Now in music the age has found the art that satisfies all its needs–popular music.  As far as its production and consumption are concerned it corresponds perfectly to the other present-day principles of creation and running.  Production takes on a conveyor-belt system–wach of the numerous operatives taking part in the process carries out only one ‘repeated, thoroughly leaned action’ as they say in the collective contracts for a given category of industrial workers.  We hear that there are refrain-specialists, verse-specialists, specialists in harmonizing the half-finished product, others specially skilled in producing witty or imposing titles; there are others who do the rhymes and specialists in radio, salon, jazz and other orchestration who then put the finished project into its normal commercial package.  It is rather like a cloth factory where at one end the wool is taken off the sheep and at the other the finished material emerges.  But in this case the part of the fleeced lamb is played by the unconscious consumer.
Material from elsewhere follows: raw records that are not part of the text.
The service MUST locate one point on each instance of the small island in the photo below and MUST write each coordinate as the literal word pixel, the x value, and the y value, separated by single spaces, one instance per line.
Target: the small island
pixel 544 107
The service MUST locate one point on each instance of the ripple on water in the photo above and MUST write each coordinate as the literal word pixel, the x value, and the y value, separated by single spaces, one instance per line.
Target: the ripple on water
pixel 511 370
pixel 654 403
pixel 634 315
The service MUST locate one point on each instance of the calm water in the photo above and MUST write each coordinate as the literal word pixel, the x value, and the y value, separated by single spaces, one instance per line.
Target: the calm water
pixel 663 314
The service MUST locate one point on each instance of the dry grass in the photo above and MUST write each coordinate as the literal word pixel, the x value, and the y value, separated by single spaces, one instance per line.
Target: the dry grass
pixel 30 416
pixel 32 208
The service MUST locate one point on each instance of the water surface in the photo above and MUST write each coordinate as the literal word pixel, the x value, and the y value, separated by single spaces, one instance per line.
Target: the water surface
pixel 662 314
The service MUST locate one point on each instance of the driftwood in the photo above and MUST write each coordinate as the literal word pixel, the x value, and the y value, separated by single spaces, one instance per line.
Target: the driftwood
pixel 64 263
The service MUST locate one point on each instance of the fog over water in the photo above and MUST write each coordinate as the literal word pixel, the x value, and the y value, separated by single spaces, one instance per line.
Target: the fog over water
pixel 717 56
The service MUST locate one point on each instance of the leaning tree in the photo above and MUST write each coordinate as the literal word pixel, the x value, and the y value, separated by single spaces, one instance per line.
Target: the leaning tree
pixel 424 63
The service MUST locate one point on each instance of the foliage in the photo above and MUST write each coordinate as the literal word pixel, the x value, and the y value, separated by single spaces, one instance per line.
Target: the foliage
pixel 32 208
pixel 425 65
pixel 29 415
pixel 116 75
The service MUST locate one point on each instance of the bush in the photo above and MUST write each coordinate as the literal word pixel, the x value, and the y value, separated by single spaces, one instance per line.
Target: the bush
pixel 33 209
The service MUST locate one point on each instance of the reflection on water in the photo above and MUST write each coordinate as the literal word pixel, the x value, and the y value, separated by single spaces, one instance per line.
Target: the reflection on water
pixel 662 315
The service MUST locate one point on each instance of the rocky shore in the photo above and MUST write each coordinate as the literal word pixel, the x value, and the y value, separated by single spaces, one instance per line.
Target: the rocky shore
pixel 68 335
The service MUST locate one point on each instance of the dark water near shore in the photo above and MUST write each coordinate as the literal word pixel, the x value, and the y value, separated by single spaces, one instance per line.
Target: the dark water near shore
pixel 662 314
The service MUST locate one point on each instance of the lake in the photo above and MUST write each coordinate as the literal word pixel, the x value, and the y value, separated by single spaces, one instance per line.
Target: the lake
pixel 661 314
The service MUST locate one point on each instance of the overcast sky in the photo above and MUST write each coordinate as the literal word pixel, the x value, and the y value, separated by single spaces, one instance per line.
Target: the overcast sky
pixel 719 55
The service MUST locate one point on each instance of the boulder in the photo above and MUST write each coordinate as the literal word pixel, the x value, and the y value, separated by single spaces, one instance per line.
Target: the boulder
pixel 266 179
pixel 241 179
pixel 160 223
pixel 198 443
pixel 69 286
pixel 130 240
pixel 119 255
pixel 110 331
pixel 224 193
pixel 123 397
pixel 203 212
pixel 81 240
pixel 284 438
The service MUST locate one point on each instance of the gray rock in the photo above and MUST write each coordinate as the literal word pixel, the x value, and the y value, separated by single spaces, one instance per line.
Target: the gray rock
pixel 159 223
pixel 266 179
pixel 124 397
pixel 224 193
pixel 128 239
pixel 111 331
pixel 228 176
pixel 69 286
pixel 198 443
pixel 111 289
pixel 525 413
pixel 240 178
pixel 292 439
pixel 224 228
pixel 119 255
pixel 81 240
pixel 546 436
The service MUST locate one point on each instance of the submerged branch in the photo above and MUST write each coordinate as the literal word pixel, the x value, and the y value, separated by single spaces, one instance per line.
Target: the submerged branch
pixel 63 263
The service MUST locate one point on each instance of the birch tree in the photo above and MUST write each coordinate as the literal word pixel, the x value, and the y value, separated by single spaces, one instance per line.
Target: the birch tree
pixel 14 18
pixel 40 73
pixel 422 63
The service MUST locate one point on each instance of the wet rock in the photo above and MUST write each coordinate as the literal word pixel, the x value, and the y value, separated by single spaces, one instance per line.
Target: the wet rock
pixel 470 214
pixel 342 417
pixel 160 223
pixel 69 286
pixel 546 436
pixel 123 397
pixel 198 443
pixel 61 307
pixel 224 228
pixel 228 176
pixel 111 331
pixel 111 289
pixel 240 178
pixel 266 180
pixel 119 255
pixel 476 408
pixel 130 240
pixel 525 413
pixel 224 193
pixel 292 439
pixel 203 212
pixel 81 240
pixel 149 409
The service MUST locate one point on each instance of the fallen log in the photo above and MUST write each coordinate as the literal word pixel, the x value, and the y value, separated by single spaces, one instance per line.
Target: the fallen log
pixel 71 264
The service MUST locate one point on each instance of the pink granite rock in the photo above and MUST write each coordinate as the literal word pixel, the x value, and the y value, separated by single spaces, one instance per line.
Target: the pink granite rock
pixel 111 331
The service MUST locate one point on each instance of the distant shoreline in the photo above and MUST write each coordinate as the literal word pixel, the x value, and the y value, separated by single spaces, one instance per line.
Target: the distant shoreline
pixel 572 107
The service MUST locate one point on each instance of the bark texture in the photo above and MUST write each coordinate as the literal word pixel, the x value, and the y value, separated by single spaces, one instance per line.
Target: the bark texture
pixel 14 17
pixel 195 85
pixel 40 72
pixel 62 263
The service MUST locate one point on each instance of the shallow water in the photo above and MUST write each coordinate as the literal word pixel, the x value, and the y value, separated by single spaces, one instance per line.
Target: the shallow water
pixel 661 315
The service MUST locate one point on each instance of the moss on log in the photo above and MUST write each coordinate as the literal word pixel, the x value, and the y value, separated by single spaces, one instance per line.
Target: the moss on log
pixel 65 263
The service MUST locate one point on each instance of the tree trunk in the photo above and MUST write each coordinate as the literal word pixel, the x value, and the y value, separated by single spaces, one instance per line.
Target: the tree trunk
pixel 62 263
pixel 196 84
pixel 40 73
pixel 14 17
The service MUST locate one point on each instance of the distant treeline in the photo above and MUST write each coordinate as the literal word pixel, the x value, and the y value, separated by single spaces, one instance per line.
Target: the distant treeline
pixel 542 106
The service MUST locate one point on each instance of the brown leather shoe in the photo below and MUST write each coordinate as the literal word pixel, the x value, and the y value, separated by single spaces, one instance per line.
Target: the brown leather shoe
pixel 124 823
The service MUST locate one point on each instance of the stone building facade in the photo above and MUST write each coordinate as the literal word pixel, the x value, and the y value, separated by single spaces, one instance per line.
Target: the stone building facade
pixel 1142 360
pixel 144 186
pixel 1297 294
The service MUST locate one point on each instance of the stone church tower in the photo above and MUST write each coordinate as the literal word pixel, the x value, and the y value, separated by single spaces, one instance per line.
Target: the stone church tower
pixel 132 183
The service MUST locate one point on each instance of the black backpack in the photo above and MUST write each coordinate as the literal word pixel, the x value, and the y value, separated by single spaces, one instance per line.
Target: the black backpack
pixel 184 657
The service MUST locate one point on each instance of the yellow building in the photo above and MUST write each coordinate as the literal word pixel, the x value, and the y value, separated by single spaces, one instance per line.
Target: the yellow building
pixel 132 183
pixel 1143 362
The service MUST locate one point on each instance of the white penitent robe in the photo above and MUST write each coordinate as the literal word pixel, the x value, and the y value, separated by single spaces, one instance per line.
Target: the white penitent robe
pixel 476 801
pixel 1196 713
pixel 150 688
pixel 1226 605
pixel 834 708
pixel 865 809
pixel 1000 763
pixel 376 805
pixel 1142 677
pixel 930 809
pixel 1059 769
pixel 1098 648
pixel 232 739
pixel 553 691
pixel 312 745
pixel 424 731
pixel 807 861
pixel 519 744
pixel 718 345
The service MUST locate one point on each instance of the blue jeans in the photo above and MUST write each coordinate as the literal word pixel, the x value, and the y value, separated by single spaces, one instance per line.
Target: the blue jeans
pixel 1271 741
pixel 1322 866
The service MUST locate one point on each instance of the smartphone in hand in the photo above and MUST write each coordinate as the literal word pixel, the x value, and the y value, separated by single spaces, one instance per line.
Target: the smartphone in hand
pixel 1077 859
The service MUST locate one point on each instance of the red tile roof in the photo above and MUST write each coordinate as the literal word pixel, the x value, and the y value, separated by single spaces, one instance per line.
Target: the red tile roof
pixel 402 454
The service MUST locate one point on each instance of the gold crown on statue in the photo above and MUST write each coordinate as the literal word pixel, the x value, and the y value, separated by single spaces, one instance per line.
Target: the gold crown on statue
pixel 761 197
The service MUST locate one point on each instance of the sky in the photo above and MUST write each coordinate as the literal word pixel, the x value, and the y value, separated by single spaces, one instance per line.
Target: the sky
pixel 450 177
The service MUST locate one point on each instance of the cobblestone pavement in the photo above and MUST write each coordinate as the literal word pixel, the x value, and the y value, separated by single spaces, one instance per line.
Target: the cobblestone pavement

This art is, of course, adjusted to the conditions of a large turnover; the goods are mass-produced, so that production costs are lowered the articles are almost interchangeable types so that you can get away with an unsubtle, dull feeling for the type and are not disturbed or surprised by individual traits; the material is easy to understand and the words satisfy the hunger for scraps of information in a particularly accessible field half-way between sex and sentiment.

But of course it must not be thought that this art is deliberately produced because there is a need for it,  and that its creators could write differently if they chose.  On the contrary, here as elsewhere the demand is created by the producers, for at bottom the public is indiscriminate, ready for anything.  The writers cannot do anything else because they themselves cannot rise above this sphere and one cannot but be convinced that they are doing the best they can, for no artist can deliberately write below his real level.  If anybody says he could just as well write symphonies as pop songs and only writes the songs because they pay better, he is lying, perhaps unconsciously, and ruining his character without improving his talent.

Seething through this passage is condescension for writers of pop songs, and popular forms themselves.  Krenek states that, “if anybody says he could just as well write symphonies as pop songs and only writes the songs because they pay better, he is lying,” but is the inverse true at all?  Could Krenek have written a single song out of Exile on Mainstreet?  Additionally, the idea that multiple parties coming together to produce a musical track “fleeces the unconscious consumer” is utterly false.  Does the help Al Green, The Supremes, Beyoncé, and so many more artists receive over the course of producing their albums inherently reduce the value of their music?  There is remarkable depth to some popular songs, this is not a new idea.

Couldn’t write a symphony.

Milhaud is Tacky, So Says Krenek (On Furniture Taste)

His house, filled with old-fashioned furniture and family photographs by suburban photographers, is a kind of chamber of horrors, the exhibits being fantastic, tasteless objects from every chance country — particularly bottles, which Milhaud collects with a rare passion and success.  He is also madly in love with his old picture postcards showing highly varnished couples in front of twilit pools with flat backgrounds, or idiotically smirking pink ladies saying ‘Ne m’oubliez pas!’ and similar abominations from the lumber-room of the nineteenth century.  It is no love-hate that binds him to these things, no surrealistic feeling of horror at the deadness of this aesthetic world, but the primitive southerner’s honest fondness for the highly coloured, absurd clichés which give pleasure to simple-hearted sailors and housemaids.  A gin bottle shaped like and umbrella may be objectionable aesthetically… This throws a light back on Milhaud’s work, so far removed from all artiness, and always taking the most direct route to the heart of its subjects and so to the hearts of its listeners.  His music is always good, warm, sincere, like the man who created it, for which reason it has something — indeed a great deal — to say to us all today.

Krenek, E. (1966). Exploring music; essays. New York: October House. (33-34)

Bolding by me.  When I first read the beginning of this passage, I thought Krenek was going to use it as a take down on Milhaud, comparing the French composer’s home-design tastes to his music.  Alas, such a wish for some drama-queen like language did not manifest.